Published in final edited form as:
PMCID: PMC3387999

Characterization of circulating tumor cell aggregates identified in patients with epithelial tumors


Circulating tumor cells (CTCs) have been implicated as a population of cells that may seed metastasis and venous thromboembolism (VTE), two major causes of mortality in cancer patients. Thus far, existing CTC detection technologies have been unable to reproducibly detect CTC aggregates in order to address what contribution CTC aggregates may have on metastasis or VTE. We report here an enrichment-free immunofluorescence detection method that can reproducibly detect and enumerate homotypic CTC aggregates in patient samples. We identified CTC aggregates in 43% of 86 patient samples. The fraction of CTC aggregation was investigated in blood draws from 24 breast, 14 non-small cell lung (NSCLC), 18 pancreatic, 15 prostate stage IV cancer patients, and 15 normal blood donors (NBD). Both single CTCs and CTC aggregates were measured to determine whether differences exist in the physical characteristics of these two populations. Cells contained in CTC aggregates had less area and length, on average, than single CTCs. Nuclear to cytoplasmic (N/C) ratio between single CTCs and CTC aggregates were similar. This detection method may assist future studies in determining which population of cells is more physically likely to contribute to metastasis and VTE.
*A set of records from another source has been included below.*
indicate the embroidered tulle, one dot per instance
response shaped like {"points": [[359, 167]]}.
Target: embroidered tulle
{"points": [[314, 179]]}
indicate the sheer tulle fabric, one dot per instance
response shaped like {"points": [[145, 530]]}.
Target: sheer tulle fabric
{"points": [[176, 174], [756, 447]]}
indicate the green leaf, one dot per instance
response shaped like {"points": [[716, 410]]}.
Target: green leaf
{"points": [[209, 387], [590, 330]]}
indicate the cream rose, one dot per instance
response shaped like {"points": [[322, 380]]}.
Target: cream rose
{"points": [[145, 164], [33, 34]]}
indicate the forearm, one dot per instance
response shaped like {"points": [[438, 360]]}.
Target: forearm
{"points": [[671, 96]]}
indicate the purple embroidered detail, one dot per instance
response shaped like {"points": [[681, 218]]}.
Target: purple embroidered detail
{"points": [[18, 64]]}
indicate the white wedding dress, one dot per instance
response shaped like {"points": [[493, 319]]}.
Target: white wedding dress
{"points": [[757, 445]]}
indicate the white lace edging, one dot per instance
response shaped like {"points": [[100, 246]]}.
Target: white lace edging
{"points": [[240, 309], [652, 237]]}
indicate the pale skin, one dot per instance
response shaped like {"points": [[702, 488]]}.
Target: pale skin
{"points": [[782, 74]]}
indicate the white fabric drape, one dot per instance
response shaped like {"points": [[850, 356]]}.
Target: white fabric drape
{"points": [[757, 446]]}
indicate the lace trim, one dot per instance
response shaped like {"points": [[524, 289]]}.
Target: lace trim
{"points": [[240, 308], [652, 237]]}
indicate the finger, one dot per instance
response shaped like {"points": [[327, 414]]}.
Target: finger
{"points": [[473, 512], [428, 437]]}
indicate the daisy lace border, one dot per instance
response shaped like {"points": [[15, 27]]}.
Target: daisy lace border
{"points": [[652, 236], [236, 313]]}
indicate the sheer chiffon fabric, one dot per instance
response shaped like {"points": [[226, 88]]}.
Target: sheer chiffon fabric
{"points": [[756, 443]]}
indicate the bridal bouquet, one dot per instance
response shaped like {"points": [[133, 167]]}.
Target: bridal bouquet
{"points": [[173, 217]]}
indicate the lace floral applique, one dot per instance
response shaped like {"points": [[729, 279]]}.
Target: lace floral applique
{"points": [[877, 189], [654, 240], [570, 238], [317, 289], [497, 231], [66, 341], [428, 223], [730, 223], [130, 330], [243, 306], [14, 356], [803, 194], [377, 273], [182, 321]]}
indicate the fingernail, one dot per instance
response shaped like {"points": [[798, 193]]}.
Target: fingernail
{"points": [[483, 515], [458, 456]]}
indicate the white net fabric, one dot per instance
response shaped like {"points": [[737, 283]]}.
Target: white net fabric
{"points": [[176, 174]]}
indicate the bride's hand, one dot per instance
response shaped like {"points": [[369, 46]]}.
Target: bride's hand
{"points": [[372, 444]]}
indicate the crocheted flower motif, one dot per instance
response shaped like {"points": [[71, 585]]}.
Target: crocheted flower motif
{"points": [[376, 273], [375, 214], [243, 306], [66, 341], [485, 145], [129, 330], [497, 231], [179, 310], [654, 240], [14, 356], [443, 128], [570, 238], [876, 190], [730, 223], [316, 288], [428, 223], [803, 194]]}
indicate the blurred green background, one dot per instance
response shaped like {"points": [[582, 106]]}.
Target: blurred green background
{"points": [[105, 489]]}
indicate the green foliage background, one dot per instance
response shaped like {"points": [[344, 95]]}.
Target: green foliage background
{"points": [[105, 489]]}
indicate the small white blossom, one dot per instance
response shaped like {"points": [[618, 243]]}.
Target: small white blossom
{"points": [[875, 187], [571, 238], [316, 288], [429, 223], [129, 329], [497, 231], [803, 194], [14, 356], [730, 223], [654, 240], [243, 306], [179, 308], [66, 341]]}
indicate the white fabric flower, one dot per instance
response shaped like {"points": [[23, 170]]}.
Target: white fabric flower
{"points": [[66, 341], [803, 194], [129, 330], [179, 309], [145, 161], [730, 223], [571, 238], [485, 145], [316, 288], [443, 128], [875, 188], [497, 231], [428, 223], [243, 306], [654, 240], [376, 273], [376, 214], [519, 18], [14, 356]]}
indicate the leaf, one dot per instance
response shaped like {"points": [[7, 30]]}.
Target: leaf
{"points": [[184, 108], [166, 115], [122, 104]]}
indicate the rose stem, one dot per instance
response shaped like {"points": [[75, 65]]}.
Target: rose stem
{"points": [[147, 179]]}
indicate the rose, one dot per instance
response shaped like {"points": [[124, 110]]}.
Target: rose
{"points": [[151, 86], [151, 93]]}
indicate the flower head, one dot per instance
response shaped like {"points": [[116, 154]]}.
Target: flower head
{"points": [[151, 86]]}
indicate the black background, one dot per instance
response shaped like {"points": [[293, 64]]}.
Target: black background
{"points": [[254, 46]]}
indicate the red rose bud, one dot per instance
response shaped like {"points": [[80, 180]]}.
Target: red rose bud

The two major causes of cancer deaths are metastasis and venous thromboembolism (VTE) [1]. While CTCs have been implicated in metastasis, new evidence has revealed a potential role for CTC aggregates as a mode of metastasis [2]. Furthermore, evidence exists of homotypic CTC aggregation occurring at endothelium attachment sites [3]. Although cell aggregation is implicated in increasing metastatic efficiency, circumstances where CTC aggregates lead to embolus formation are also conceivable. Investigating the contribution of CTC aggregates to metastasis and VTE could provide valuable insight into the mechanisms of metastasis and VTE; however, it is first necessary to determine if CTC aggregates can be detected reproducibly in patient blood in substantial numbers. In order to identify CTC aggregates in metastatic cancer patients, we performed secondary analysis of archived data from a small cohort of cancer patients (see Marrinucci et al. in this issue of Physical Biology) using a non-enrichment rare event detection system to enumerate CTC aggregates from patient blood draws. We investigated the incidence of both single CTCs and CTC aggregates in archived data from 24 breast, 14 NSCLC, 18 pancreatic, 15 prostate cancer patients with metastatic disease, and 15 normal blood donor (NBD) patient samples. Here, a CTC aggregate is defined as two or more cytokeratin (CK) positive/CD45 negative cells with intact nuclear morphology identified by our platform as being one pixel apart or less. Furthermore, we measured basic physical attributes such as area and length of single CTCs and CTC aggregates to characterize differences in physical parameters. These parameters may have functional implications for the potential of metastasis or VTE in cancer patients which remain to be determined by future studies addressing mechanism and function.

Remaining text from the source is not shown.